During the revision of this paper, the spatiotemporal characterization of antigen-specific CD4+ T cells and CD8+ T cells in the SDLNs was reported in HSV-1 or vaccinia virus infection (25, 26). Although the location and/or timing of initial activation of CD4+ T cells and CD8+ T cells and the roles of XCR1+ DCs vary, depending on the types of vaccines and microbes, these studies, together with ours, clearly indicate spatially or temporally segregated interactions of DC subsets with antigen-specific CD4+ T cells and CD8+ T cells.

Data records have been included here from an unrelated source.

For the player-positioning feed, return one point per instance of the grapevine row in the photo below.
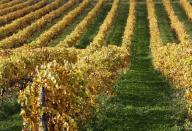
(44, 38)
(175, 23)
(20, 37)
(173, 60)
(29, 18)
(93, 74)
(16, 7)
(187, 7)
(99, 39)
(11, 3)
(5, 19)
(75, 35)
(4, 1)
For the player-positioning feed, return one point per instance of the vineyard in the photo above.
(122, 65)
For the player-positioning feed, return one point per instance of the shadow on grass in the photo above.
(144, 101)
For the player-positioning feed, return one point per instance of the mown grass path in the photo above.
(144, 101)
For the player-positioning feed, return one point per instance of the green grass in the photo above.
(144, 101)
(88, 36)
(167, 33)
(116, 33)
(183, 17)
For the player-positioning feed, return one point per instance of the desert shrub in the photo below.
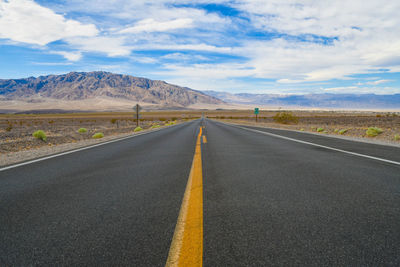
(39, 134)
(9, 127)
(373, 131)
(285, 118)
(98, 135)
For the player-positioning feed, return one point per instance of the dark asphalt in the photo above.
(267, 202)
(116, 204)
(274, 202)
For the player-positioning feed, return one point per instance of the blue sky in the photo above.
(253, 46)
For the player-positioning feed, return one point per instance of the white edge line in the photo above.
(317, 145)
(80, 149)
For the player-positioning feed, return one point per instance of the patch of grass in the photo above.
(285, 118)
(39, 134)
(373, 131)
(82, 130)
(98, 135)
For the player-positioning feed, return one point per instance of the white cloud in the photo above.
(361, 90)
(27, 22)
(378, 82)
(71, 56)
(112, 46)
(151, 25)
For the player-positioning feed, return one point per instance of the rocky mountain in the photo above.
(346, 101)
(99, 84)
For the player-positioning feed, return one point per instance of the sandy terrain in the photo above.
(18, 144)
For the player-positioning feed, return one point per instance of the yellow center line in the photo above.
(187, 244)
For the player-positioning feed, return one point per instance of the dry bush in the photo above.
(286, 118)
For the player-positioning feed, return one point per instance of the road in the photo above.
(267, 201)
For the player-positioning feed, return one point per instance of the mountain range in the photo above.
(335, 101)
(93, 91)
(79, 86)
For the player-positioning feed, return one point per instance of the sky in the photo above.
(236, 46)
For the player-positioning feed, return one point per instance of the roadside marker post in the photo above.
(256, 111)
(137, 109)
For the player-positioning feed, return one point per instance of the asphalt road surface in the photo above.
(268, 201)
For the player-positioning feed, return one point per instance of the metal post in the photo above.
(137, 115)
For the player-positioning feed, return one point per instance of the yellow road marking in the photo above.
(187, 244)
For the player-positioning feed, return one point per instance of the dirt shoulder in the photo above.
(17, 144)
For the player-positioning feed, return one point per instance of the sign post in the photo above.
(256, 111)
(137, 109)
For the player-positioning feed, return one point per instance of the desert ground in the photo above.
(16, 129)
(347, 124)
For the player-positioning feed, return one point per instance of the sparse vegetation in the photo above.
(39, 134)
(82, 130)
(373, 131)
(9, 127)
(98, 135)
(285, 118)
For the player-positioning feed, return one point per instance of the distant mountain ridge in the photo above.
(88, 85)
(353, 101)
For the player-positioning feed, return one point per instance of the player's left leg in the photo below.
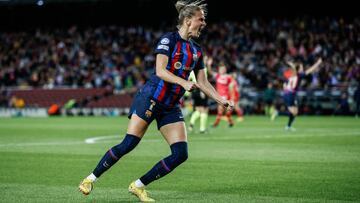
(174, 131)
(293, 111)
(239, 112)
(203, 118)
(194, 116)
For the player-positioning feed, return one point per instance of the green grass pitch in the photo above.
(44, 160)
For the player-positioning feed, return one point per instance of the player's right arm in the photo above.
(209, 90)
(164, 74)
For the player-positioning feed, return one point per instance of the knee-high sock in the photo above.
(179, 154)
(115, 153)
(239, 112)
(291, 119)
(203, 121)
(228, 115)
(195, 115)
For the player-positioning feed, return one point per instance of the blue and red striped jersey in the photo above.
(184, 57)
(291, 84)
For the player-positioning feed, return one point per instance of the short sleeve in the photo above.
(200, 63)
(165, 45)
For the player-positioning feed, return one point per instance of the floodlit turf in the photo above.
(44, 160)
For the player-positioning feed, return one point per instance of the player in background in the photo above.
(223, 81)
(269, 97)
(235, 97)
(293, 77)
(176, 56)
(200, 102)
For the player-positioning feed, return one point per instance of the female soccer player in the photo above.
(176, 56)
(293, 77)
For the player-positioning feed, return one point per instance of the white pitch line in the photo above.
(40, 144)
(93, 140)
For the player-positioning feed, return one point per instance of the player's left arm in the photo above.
(210, 91)
(314, 67)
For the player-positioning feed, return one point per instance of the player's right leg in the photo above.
(136, 130)
(140, 117)
(219, 115)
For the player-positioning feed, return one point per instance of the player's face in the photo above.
(197, 24)
(222, 70)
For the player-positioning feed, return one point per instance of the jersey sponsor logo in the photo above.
(164, 47)
(165, 41)
(148, 113)
(177, 65)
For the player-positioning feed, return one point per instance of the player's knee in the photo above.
(179, 154)
(128, 144)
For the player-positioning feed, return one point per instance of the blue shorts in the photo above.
(290, 99)
(149, 109)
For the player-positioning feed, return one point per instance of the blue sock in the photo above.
(179, 154)
(115, 153)
(291, 119)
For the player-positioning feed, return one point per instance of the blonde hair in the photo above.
(187, 9)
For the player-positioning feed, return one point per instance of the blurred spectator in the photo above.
(16, 102)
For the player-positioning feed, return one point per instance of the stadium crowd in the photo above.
(122, 57)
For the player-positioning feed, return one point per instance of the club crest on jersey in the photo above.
(177, 65)
(165, 41)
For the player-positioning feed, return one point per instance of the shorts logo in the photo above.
(177, 65)
(148, 112)
(165, 41)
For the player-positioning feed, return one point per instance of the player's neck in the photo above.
(184, 34)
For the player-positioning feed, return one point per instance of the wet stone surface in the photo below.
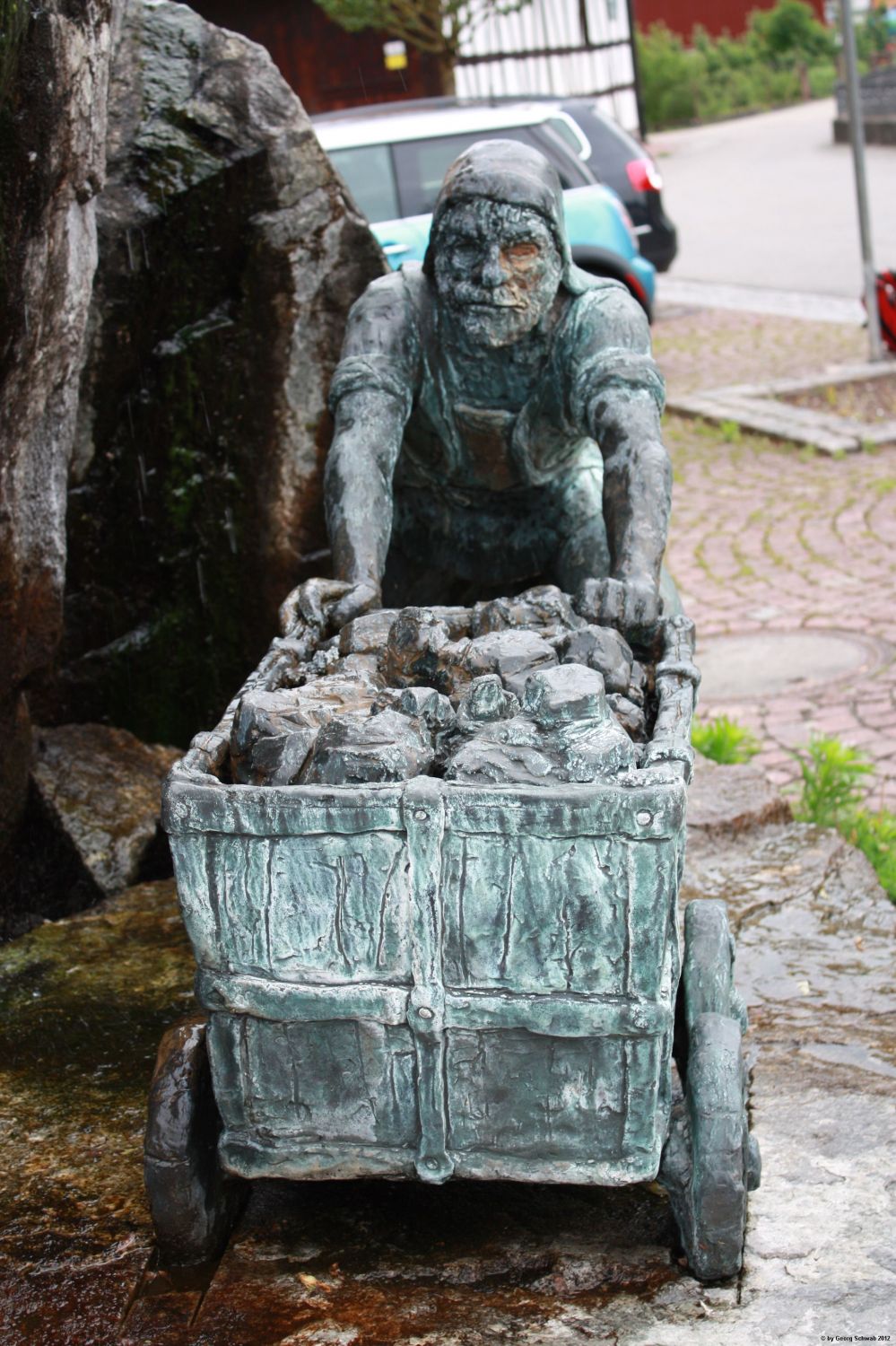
(370, 1263)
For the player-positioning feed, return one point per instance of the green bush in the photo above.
(724, 740)
(874, 835)
(785, 56)
(833, 797)
(833, 778)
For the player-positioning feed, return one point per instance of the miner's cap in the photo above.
(513, 172)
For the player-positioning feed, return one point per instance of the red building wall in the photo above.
(327, 66)
(713, 15)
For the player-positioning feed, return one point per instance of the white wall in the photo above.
(553, 26)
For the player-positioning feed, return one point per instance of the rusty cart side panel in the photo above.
(366, 1019)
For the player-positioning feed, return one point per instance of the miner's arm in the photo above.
(370, 396)
(621, 400)
(358, 484)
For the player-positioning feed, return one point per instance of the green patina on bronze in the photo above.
(498, 412)
(432, 977)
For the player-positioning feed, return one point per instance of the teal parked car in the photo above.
(395, 159)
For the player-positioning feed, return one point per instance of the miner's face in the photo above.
(497, 269)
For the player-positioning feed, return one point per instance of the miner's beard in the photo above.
(495, 325)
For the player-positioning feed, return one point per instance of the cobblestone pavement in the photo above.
(766, 538)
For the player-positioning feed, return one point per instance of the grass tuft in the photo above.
(724, 740)
(833, 797)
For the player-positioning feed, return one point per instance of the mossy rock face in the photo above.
(85, 1003)
(229, 258)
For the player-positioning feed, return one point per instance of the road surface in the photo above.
(770, 201)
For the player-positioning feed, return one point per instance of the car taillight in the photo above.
(643, 175)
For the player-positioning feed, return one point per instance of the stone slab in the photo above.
(769, 662)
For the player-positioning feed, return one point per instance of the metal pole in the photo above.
(857, 137)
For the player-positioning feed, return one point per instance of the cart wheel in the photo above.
(710, 1160)
(194, 1205)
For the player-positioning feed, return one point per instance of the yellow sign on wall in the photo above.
(395, 56)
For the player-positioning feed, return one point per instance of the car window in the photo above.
(422, 164)
(561, 128)
(371, 182)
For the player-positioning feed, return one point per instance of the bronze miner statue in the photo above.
(430, 858)
(498, 414)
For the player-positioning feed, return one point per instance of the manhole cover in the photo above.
(737, 668)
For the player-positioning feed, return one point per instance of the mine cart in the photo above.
(430, 979)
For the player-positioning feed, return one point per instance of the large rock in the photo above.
(53, 100)
(229, 256)
(104, 791)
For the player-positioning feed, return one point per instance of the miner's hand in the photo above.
(630, 605)
(360, 599)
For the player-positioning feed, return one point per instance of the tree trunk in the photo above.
(447, 83)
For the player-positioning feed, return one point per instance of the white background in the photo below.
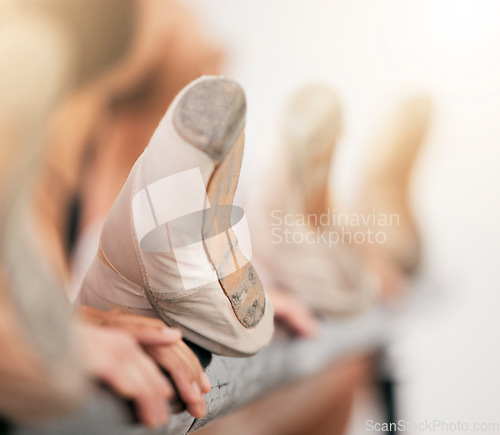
(375, 52)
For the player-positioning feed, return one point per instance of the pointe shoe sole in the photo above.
(197, 274)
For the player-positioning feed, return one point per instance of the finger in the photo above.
(151, 404)
(152, 335)
(184, 378)
(146, 330)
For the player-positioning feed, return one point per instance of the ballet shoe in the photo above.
(173, 245)
(290, 211)
(384, 190)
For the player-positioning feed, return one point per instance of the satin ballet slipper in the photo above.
(173, 245)
(385, 187)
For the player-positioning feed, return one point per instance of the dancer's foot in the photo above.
(169, 243)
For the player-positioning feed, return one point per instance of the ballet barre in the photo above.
(237, 382)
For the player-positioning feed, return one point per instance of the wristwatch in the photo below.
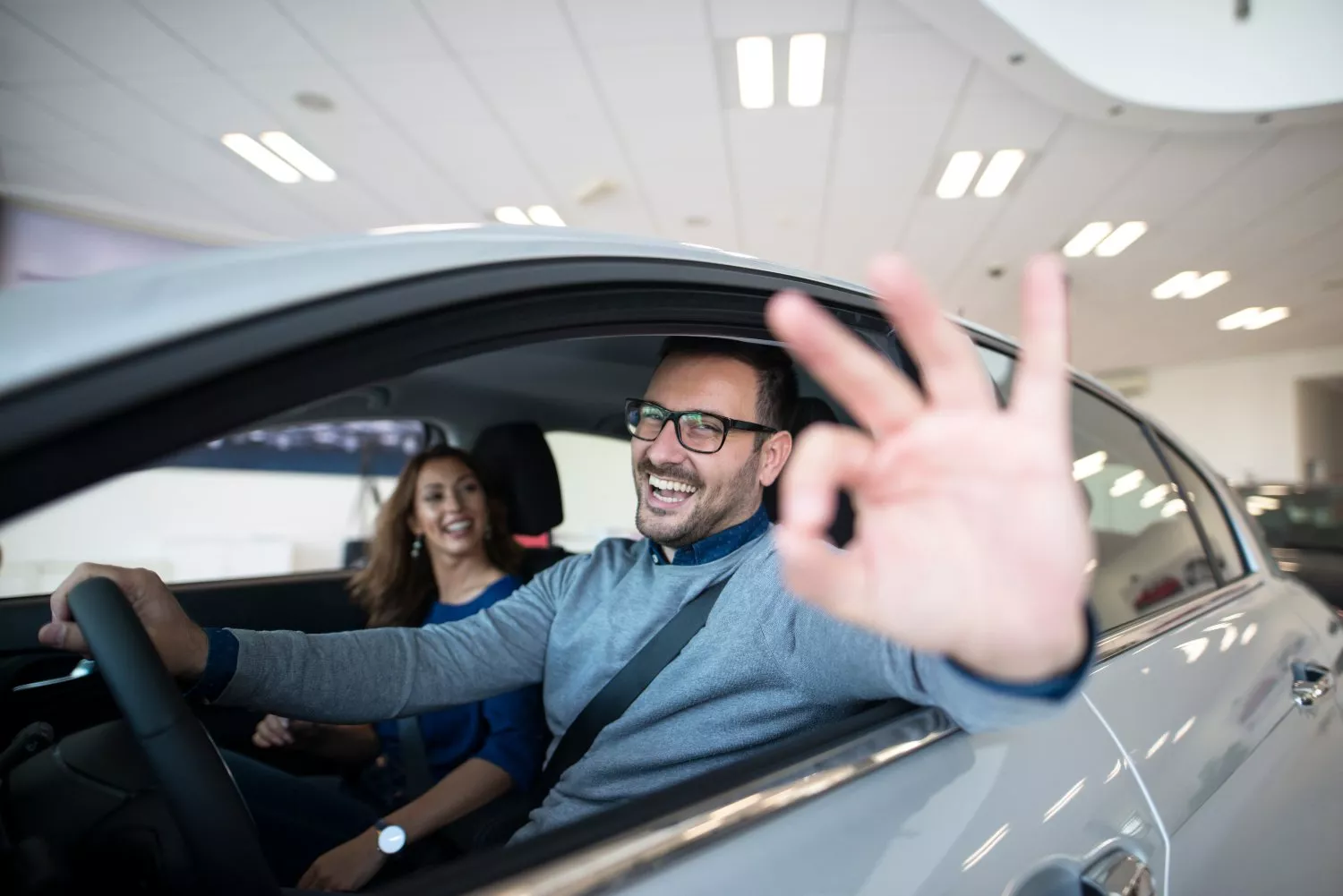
(391, 839)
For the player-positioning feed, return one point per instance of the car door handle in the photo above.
(1119, 874)
(1311, 683)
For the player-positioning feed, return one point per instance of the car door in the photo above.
(1201, 696)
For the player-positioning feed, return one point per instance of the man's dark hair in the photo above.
(776, 381)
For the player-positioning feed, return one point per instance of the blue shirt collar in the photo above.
(716, 546)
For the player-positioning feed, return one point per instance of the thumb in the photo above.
(64, 636)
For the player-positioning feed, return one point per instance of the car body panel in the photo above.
(970, 815)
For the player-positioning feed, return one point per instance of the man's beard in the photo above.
(712, 507)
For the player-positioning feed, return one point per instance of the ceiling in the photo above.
(445, 109)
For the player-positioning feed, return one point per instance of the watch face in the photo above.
(391, 839)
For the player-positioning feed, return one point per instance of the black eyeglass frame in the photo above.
(674, 416)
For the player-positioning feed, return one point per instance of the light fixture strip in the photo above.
(261, 158)
(961, 171)
(806, 69)
(755, 72)
(298, 156)
(998, 172)
(1125, 235)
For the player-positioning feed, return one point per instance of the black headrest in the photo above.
(518, 465)
(814, 410)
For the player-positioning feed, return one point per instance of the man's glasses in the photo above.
(698, 431)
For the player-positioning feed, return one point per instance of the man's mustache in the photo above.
(679, 474)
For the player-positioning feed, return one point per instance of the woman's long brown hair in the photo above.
(397, 589)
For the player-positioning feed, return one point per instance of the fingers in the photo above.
(273, 732)
(1039, 386)
(875, 392)
(953, 373)
(825, 460)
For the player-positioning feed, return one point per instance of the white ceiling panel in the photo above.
(1176, 172)
(422, 89)
(367, 30)
(27, 124)
(880, 166)
(29, 56)
(622, 21)
(500, 24)
(210, 105)
(402, 176)
(235, 35)
(942, 233)
(276, 89)
(112, 35)
(884, 15)
(645, 80)
(781, 160)
(1292, 164)
(744, 18)
(997, 115)
(902, 67)
(682, 164)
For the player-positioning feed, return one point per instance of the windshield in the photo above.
(1299, 517)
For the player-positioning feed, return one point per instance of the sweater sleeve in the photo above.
(835, 661)
(386, 673)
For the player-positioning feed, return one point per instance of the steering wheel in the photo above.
(195, 781)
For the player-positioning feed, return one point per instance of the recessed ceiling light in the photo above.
(1176, 285)
(544, 215)
(806, 69)
(1268, 316)
(1087, 238)
(959, 172)
(510, 215)
(755, 72)
(998, 172)
(1206, 284)
(418, 228)
(1125, 235)
(262, 158)
(298, 156)
(1240, 319)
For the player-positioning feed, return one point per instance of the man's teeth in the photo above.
(671, 485)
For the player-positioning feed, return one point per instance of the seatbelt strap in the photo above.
(629, 683)
(414, 756)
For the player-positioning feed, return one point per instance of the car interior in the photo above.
(85, 807)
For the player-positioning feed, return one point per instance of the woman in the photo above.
(441, 552)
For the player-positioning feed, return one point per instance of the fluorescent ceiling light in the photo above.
(418, 228)
(755, 72)
(1087, 238)
(1253, 319)
(1176, 285)
(998, 172)
(806, 69)
(1090, 465)
(1125, 235)
(510, 215)
(298, 156)
(1268, 316)
(262, 158)
(1206, 284)
(959, 172)
(544, 215)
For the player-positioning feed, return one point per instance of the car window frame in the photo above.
(1143, 627)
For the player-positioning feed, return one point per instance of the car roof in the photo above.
(56, 327)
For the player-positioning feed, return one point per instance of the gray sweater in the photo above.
(765, 667)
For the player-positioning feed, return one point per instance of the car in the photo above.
(1303, 525)
(1200, 758)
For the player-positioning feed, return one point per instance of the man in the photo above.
(963, 587)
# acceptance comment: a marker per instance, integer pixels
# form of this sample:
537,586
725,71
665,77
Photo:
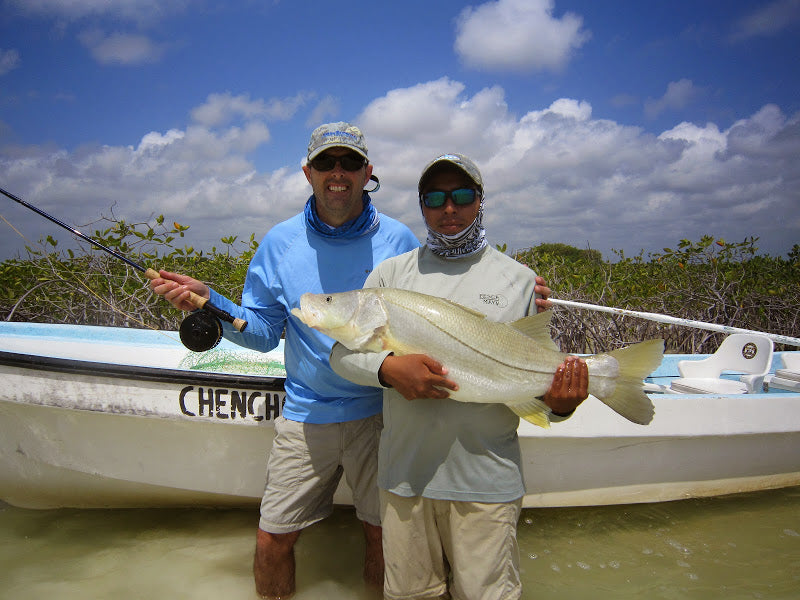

Our data show that after immunization with soluble antigen and double-stranded RNA, Xcr1-expressing migratory DCs that have newly arrived in the SDLN interacted with antigen-specific CD8+ T cells more prominently than other Xcr1-expressing DCs, i.e., LN-resident DCs and the migratory DCs that had arrived in the LNs before immunization. Future studies need to test whether the superior interaction ability is dependent on the prominent up-regulation of CD86 and CD80 by the newly arriving migratory DCs, because the costimulatory molecules can strengthen antigen-dependent interactions between T cells and DCs (27). It is also likely, but not certain, that the newly arriving migratory DCs present the highest amounts of peptides after they have encountered antigen plus double-stranded RNA in the skin. Nonetheless, we observed that a nonnegligible number of LN-resident DCs were stably interacting with antigen-specific CD8+ T cells. LN-resident DCs can present antigen that has been transported either through lymphatic sinuses and conduits or through antigen transfer from the newly arriving migratory DCs (19, 28). In this sense, it is of note that a small fraction of Xcr1-expressing DCs near the LN capsule are predominantly LN-resident DCs. It will be needed to investigate whether Xcr1-expressing LN-resident DCs sample antigen from the subcapsular sinus and migrate to the T-cell zone for interacting with CD8+ T cells. More importantly, future studies should perform similar imaging analyses with the Xcr1KikGR/+ mouse strain during different types of immune responses, because capabilities of the migratory and resident DC subsets to interact with CD8+ T cells are likely to be affected by the types of vaccines and microbes (17, 25, 26, 28).
In this study we have directly shown the immigration kinetics of Xcr1-expressing migratory DCs from the skin to the SDLNs. The turnover rate of these migratory DCs in the SDLNs from our photoconversion experiments is similar to the one reported previously: 9 d for the BrdU-labeled CD8+DEC-205+ DCs in the SDLNs, which were presumably a mixture of LN-resident CD8αhi DCs and migratory CD103hi DCs (29). A recent study used transgenic mice expressing KikGR ubiquitously to infer a shorter lifetime of MHC-IIhiCD103+ DCs (4–5 d), likely to be the same population as migratory CD103hi DCs in this study (30). The reason for this faster turnover is unclear, but it may reflect their more invasive method to surgically expose the SDLNs (30).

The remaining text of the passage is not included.